[Math] Best way to learn Algebraic Geometry

algebraic-geometrylearningreference-requestsoft-question

I've been reading the book Commutative Algebra with a view towards Algebraic Geometry.

I was wondering is the best way to learn algebraic geometry through commutative algebra? As the book I'm currently trying to read is Reid and he assumes Commutative Algebra.

Was wondering what you guys think is the best way to learn Algebraic Geometry. I'm patient so could probably read David Eisenbud and do all the exercise in it before learning Algebraic Geometry.

To make it more concrete. What would you suggest to a fourth year undergrad student who wanted to learn Algebraic Geometry. Like add I know noncommutative algebra up to Artin Weddingburn Theorem. Also, know Group theory up to sylow theorem. Topology up to classification of 2-surfaces.

Best Answer

Reid's Undergraduate Algebraic Geometry requires very very little commutative algebra; if I remember correctly, what it assumes is so basic that it is more or less what Eisenbud assumes in his Commutative Algebra!

The trouble with algebraic geometry is that it is, in its modern form, essentially just generalised commutative algebra. Indeed, in a very precise sense, a scheme can be thought of as a generalised local ring. (The structure sheaf $\mathscr{O}_X$ of a scheme $X$ is a local ring object in the sheaf topos $\textrm{Sh}(X)$, and a $\mathscr{O}_X$-module is literally a module over $\mathscr{O}_X$ in the topos.) If you are willing to restrict yourself to smooth complex varieties then it is possible to use mainly complex-analytic methods, but otherwise there has to be some input from commutative algebra.

That said, it is not necessary to learn all of Eisenbud's Commutative Algebra before starting algebraic geometry. Classical algebraic geometry, in the sense of the study of quasi-projective (irreducible) varieties over an algebraically closed field, can be studied without too much background in commutative algebra (especially if you are willing to ignore dimension theory). Reid's Undergraduate Algebraic Geometry, Chapter I of Hartshorne's Algebraic Geometry and Volume I of Shafarevich's Basic Algebraic Geometry all cover material of this kind.

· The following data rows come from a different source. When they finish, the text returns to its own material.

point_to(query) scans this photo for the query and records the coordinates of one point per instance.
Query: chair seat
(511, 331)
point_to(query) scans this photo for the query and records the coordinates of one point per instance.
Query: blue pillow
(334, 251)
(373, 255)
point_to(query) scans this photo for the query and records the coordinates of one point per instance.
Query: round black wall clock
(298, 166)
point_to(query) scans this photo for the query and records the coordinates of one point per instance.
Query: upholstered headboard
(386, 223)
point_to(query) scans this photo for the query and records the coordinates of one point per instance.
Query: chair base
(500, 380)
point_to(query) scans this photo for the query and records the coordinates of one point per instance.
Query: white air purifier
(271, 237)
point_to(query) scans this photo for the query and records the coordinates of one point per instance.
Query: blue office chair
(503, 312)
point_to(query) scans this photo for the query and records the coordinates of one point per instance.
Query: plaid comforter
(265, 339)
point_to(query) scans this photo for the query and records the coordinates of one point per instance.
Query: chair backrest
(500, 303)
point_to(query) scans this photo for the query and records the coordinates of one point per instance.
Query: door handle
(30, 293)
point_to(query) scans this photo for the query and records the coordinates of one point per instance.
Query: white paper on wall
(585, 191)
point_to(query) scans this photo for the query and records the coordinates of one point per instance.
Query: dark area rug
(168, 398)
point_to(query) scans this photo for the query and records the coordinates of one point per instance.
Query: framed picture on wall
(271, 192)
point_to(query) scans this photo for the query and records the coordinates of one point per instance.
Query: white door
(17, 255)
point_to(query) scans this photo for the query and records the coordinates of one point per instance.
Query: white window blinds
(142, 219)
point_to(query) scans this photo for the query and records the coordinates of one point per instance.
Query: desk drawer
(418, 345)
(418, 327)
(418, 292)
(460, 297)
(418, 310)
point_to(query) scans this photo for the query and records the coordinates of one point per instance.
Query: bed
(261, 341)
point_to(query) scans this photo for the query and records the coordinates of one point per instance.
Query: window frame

Modern algebraic geometry begins with the study of schemes, and there it is important to have a thorough understanding of localisation, local rings, and modules over them. A scheme is a space which is locally isomorphic to an affine scheme, and an affine scheme is essentially the same thing as a commutative ring. The theory of affine schemes is already very rich – hence the 800 pages in Eisenbud's Commutative Algebra! For general scheme theory, the standard reference is Chapter II of Hartshorne's Algebraic Geometry, but Vakil's online notes are probably much more readable. Volume II of Shafarevich's Basic Algebraic Geometry also discusses some scheme theory. Also worth mentioning is Eisenbud and Harris's Geometry of Schemes, which is a very readable text about the geometric intuition behind the definitions of scheme theory.

Perhaps the most important piece of technology in modern algebraic geometry is sheaf cohomology. For this, some background in homological algebra is required; unfortunately, homological algebra is not quite within the scope of commutative algebra so even Eisenbud treats it very briefly. The first few chapters of Cartan and Eilenberg's Homological Algebra give a good introduction to the general theory but is strictly more than what is needed for the purposes of algebraic geometry. (For example, they allow their rings to be non-commutative.) The last chapters of Lang's Algebra also cover some homological algebra. Chapter III of Hartshorne's Algebraic Geometry is dedicated to the cohomology of coherent sheaves on (noetherian) schemes.